Photoluminescence mechanism of carbon dots: triggering high-color-purity red fluorescence emission through edge amino protonation
Recently, Prof. Xiaoxia Zhong and her research partner published a research article titled “Photoluminescence mechanism of carbon dots: triggering high-color-purity red fluorescence emission through edge amino protonation” in Nature Communications, a high impact international journal.
Fig.1 Mechanism of the red PL emission of the CDs.
Due to complex structure and surface functionalities, photoluminescence mechanisms of Carbon Dots are unknown, and it is challenging to synthesize Carbon Dots to achieve the desired optical properties.
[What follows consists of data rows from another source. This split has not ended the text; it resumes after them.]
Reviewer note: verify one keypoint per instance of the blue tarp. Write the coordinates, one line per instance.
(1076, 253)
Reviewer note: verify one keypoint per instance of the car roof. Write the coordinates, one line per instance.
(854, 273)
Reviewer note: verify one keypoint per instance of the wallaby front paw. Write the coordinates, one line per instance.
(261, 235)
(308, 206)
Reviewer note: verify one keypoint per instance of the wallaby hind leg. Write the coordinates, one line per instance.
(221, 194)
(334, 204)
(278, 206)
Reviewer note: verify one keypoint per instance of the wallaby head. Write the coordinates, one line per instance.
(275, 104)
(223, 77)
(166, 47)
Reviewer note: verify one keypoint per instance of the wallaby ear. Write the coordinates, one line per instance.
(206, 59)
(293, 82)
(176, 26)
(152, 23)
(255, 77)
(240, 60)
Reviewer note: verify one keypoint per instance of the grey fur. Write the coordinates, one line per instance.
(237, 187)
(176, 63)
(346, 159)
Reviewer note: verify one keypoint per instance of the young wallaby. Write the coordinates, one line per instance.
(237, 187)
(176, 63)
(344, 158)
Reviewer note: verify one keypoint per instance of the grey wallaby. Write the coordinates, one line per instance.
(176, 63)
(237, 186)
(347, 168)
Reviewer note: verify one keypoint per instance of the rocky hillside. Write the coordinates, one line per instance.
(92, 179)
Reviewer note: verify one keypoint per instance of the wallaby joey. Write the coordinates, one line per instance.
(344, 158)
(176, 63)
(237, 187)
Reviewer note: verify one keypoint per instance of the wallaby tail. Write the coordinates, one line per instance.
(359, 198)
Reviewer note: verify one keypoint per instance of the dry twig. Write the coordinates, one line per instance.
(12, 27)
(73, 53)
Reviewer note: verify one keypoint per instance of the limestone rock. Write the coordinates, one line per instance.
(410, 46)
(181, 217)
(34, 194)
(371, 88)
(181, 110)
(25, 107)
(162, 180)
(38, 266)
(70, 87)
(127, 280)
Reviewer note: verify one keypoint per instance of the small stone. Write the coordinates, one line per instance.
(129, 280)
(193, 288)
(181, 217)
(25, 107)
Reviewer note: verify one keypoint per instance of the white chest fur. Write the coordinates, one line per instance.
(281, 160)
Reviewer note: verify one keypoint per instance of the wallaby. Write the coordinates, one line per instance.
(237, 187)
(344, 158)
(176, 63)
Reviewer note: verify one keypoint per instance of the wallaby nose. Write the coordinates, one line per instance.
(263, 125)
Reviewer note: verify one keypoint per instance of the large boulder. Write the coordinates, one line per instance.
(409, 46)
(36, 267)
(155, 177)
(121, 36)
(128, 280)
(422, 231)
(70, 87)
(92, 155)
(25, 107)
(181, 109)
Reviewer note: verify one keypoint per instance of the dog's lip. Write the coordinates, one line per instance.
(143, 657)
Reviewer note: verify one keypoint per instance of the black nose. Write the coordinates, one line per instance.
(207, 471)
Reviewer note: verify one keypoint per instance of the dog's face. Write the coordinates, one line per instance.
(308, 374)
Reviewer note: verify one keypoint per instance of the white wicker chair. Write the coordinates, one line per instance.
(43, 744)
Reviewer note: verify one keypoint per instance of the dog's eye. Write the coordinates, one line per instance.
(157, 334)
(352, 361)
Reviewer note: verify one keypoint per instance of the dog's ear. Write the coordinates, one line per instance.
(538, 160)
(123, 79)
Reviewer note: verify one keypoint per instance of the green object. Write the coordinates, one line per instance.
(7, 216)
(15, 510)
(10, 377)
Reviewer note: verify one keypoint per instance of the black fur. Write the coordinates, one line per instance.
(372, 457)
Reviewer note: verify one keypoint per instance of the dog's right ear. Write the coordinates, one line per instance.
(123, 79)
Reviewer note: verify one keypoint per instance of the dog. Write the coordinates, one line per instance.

Herein, Carbon Dots simultaneously exhibit high-colour-purity (FWHM~24 nm) long-wavelength one-photon fluorescence emission at 620 nm and NIR induced two-photon fluorescence emission at 630 and 680 nm are prepared by edge amino protonation treatment. Systematic analysis reveals that the protonation of 2,3-diaminophenazine changes the molecular state of Carbon Dots, decreases the photon transition band gap, and triggers red fluorescence emission with the dramatically narrowed peak width. As the oxidation products of reactant o-phenylendiamine, the emergence of 2,3-diaminophenazine as a photoluminescence determiner suggests that fluorophore products of precursor conversion are viable determinants of the desired luminescence properties of Carbon Dots.
Here, we show a new way for predicting and controlling photoluminescence properties of Carbon Dots, and may guide the development of tunable Carbon Dots for a broad range of applications.
In this work, postdoctor Qing Zhang is the first author and co-corresponding author. Prof. Xiaoxia Zhong is the corresponding author. The cooperator Prof. Kostya (Ken) Ostrikov comes from Queensland University of Technology. This research is supported by the National Natural Science Foundation of China (Grant No. 12175141) Natural Science Foundation of Shanghai(Grant No. 21ZR1435200), National Key Research and Development Program of China (Grant No. 2018YFA0306304) received by X.X.Z. and China Postdoctoral Science Foundation (Grant Nos.2020TQ0197) received by Q. Z.